Commanders and leaders
- Joseph Brant: William Patrick † Christian Brown

Strength
- 200–300 Loyalists and Haudenosaunee: 30–40 regulars 15–20 militia

Casualties and losses
- Unknown: 22 killed 8 wounded 5 captured

= Battle of Cobleskill =

American Revolutionary War raid

The Battle of Cobleskill was an American Revolutionary War raid on the frontier settlement of Cobleskill, New York on May 30, 1778. The battle took place in what is now the hamlet of Warnerville, New York, near the modern Cobleskill-Richmondville High School. The raid marked the beginning of a phase in which Loyalists and Haudenosaunee, encouraged and supplied by British authorities in the Province of Quebec, attacked and destroyed numerous villages on what was then the western frontier of New York and Pennsylvania.

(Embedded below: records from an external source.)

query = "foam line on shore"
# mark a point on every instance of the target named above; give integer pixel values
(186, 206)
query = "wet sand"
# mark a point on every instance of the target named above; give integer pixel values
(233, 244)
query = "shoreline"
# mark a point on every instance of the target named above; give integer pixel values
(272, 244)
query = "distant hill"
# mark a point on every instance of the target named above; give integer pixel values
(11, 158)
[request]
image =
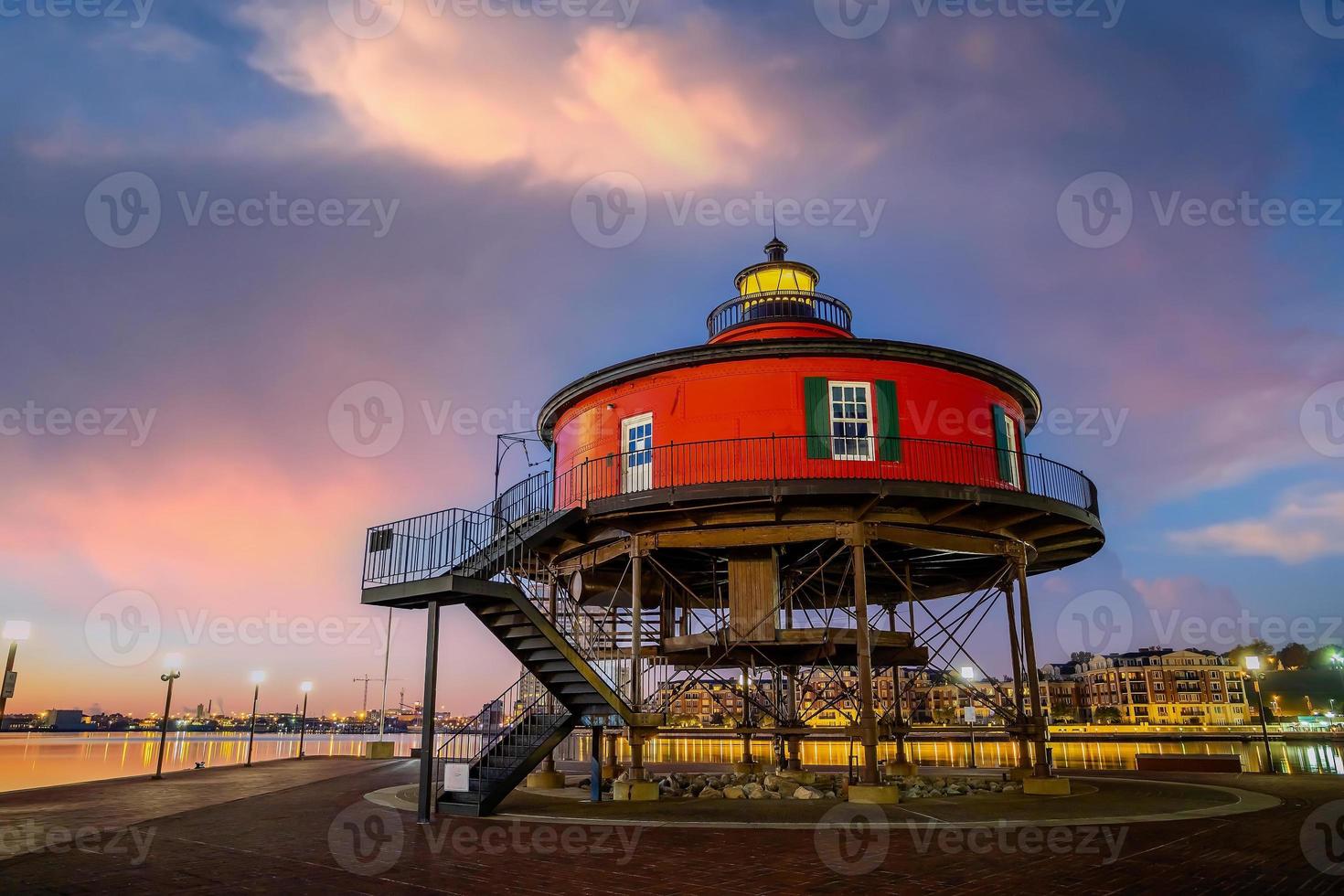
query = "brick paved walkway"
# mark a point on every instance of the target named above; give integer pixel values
(325, 837)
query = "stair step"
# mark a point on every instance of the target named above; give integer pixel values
(529, 644)
(517, 633)
(507, 618)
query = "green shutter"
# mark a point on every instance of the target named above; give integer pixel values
(1001, 443)
(889, 421)
(816, 402)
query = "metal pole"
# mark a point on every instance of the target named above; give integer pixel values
(163, 730)
(1015, 647)
(1040, 729)
(867, 720)
(303, 724)
(636, 624)
(972, 726)
(595, 778)
(425, 807)
(388, 656)
(251, 730)
(8, 667)
(1269, 756)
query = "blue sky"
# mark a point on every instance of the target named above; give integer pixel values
(968, 132)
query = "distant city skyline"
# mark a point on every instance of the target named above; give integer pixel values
(185, 382)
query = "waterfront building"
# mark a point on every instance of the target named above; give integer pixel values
(1157, 686)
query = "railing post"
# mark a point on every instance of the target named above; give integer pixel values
(429, 759)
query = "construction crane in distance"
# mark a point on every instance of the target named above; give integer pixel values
(366, 678)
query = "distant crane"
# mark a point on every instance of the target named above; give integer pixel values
(366, 678)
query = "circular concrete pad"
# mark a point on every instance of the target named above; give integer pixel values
(1094, 801)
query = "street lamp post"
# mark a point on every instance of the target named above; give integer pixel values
(968, 675)
(14, 633)
(172, 670)
(1253, 669)
(303, 721)
(257, 677)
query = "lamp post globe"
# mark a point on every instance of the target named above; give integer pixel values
(172, 670)
(256, 677)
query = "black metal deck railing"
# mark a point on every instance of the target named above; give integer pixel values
(778, 305)
(481, 541)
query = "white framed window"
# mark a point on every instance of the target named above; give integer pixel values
(637, 453)
(1011, 443)
(851, 421)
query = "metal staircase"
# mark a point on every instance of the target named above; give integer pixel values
(499, 747)
(485, 563)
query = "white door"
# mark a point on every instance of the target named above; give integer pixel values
(637, 453)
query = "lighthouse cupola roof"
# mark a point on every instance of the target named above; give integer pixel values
(775, 272)
(778, 298)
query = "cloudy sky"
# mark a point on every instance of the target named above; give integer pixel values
(225, 222)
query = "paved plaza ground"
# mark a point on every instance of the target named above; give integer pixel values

A small party of Haudenosaunee entered Cobleskill and drew the local defenders into a trap set by a much larger party of Haudenosaunee and Loyalists under the command of Joseph Brant. After killing a number of the regulars and militia, and driving off the remainder, Brant's forces destroyed much of the settlement. Months later, regulars and militia commanded by Lieutenant Colonel William Butler retaliated against Brant's actions against Cobleskill and other communities by destroying two Haudenosaunee villages on the Susquehanna River. A year later, Continental Army forces razed 40 Haudenosaunee villages during the Sullivan Expedition.

==Background==

Following the Battles of Saratoga and the failure of the campaign of British Lieutenant General John Burgoyne to gain control of the Hudson River valley, the Revolutionary War in upstate New York became a frontier war. British leaders in the Province of Quebec supported Loyalist and Native American partisan fighters with supplies and armaments. During the winter of 1777–78, Mohawk war leader Joseph Brant and Seneca war chief Sayenqueraghta developed plans to attack frontier settlements in New York and Pennsylvania. In February 1778, Brant established a base of operations at Onaquaga near present-day Windsor, New York. By the time he began his campaign in May 1778, he had recruited a mix of Haudenosaunee and Loyalist volunteers estimated to number between two and three hundred. One of his objectives was to acquire provisions for his forces and those of Major John Butler, who was planning an attack on the Wyoming Valley.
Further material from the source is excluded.